NSBBs lead to a median reduction in HVPG of approximately 15%, with 37% of the patients being hemodynamic “responders”; that is, their HVPG decreases to levels below 12 mmHg and/or is reduced by more than 20% from baseline. Hemodynamic responders have been shown to have a significantly lower incidence of variceal hemorrhage and a significantly better survival. This incidence seems to be similar to that reported for patients treated with shunt therapies [either surgical or transjugular intrahepatic portosystemic shunt (TIPS); Fig. 1 ]. Although it would seem rational to monitor the HVPG response to NSBB and adjust their dose accordingly during the therapy of varices/variceal hemorrhage, HVPG measurements are not standardized or widely used. Therefore, the currently recommended dose of NSBB is the dose that is maximally tolerated by the patient with an ideal heart rate goal of 50 to 55 bpm ( Table 1 ). It has recently been shown that NSBB dose titration performed in a nurse-led clinic results in higher maintenance doses of NSBB and a very low discontinuation rate (5%), lower than that observed in a RCT setting (∼15%).

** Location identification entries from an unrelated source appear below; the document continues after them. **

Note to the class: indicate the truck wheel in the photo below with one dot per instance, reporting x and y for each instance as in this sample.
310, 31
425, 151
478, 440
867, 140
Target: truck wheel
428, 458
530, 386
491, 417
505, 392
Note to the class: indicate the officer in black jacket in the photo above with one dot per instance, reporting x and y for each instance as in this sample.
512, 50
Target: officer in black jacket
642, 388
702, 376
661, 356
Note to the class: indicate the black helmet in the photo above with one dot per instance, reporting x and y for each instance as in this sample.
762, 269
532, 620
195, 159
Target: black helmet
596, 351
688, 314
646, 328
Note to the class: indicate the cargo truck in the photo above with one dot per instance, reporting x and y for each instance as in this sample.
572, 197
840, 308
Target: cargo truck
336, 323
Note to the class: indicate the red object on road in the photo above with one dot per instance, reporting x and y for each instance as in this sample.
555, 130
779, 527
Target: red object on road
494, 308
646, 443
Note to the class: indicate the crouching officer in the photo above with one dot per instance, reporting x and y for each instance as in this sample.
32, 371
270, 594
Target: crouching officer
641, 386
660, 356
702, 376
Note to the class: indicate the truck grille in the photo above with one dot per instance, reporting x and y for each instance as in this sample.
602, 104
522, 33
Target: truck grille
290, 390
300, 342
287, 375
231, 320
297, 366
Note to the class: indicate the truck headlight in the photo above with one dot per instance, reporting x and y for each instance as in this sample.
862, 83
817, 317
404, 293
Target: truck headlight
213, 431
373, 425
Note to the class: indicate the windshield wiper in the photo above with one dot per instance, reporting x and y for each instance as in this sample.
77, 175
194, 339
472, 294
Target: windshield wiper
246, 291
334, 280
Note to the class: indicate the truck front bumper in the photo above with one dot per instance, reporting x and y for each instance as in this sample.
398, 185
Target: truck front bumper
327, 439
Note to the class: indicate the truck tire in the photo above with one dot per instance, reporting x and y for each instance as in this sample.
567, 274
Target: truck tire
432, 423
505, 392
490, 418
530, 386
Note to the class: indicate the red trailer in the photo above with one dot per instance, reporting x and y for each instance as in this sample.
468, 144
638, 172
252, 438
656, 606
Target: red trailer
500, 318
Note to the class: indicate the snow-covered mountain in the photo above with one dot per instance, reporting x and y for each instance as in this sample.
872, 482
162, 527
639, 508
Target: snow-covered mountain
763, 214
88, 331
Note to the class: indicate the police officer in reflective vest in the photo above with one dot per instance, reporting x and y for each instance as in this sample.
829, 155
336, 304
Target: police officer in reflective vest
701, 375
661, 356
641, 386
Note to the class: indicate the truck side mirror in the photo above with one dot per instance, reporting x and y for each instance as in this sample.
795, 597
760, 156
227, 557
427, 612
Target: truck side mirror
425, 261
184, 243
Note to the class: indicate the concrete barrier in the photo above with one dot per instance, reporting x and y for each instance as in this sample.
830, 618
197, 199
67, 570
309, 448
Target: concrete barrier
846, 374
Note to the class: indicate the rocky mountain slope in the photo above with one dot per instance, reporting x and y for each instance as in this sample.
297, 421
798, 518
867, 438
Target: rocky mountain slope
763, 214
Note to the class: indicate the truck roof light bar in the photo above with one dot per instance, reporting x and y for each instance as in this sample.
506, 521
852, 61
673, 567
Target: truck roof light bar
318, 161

| Therapy | Starting Dose | Therapy Goals | Maintenance/Follow-up | Comments |
|---|---|---|---|---|
| Propranolol | 20 mg orally twice a day. Adjust every 2–3 days until treatment goal is achieved. Maximal daily dose should not exceed 320 mg. | Maximum tolerated dose. Aim for resting heart rate of 50–55 bpm | At every outpatient visit, make sure that patient is appropriately β-blocked Continue indefinitely. If for primary prophylaxis, no need for follow-up EGD If for secondary prophylaxis, make sure that endoscopic procedures are scheduled. | If for secondary prophylaxis, start in hospital as soon as acute vasoconstrictor (eg, octreotide) is discontinued. |
| Nadolol | 40 mg orally once a day. Adjust every 2–3 days until treatment goal is achieved. Maximal daily dose should not exceed 160 mg. | As for propranolol. | As for propranolol. | As for propranolol. |
| Isosorbide-5-mononitrate | Only to be used in conjunction with propranolol or nadolol. 10 mg orally at night every day. Adjust every 2–3 days by adding 10 mg in the am and then in the pm. Maximal dose is 20 mg twice a day. | Maximal tolerated dose. Systolic blood pressure >95 mmHg. | Continue indefinitely. | Started after patients are on a stable maintenance dose of NSBB. Recommended only for secondary prophylaxis. |
The most common side effects related to NSBB are lightheadedness, fatigue, and shortness of breath and the prospect of experiencing these side effects detract many patients from electing to take NSBB. Additionally, up to 15% of the patients may have relative contraindications (eg, sinus bradycardia, insulin-dependent diabetes) or absolute contraindications (eg, obstructive pulmonary disease, heart failure, aortic valve disease, heart block, peripheral arterial insufficiency) to NSBB.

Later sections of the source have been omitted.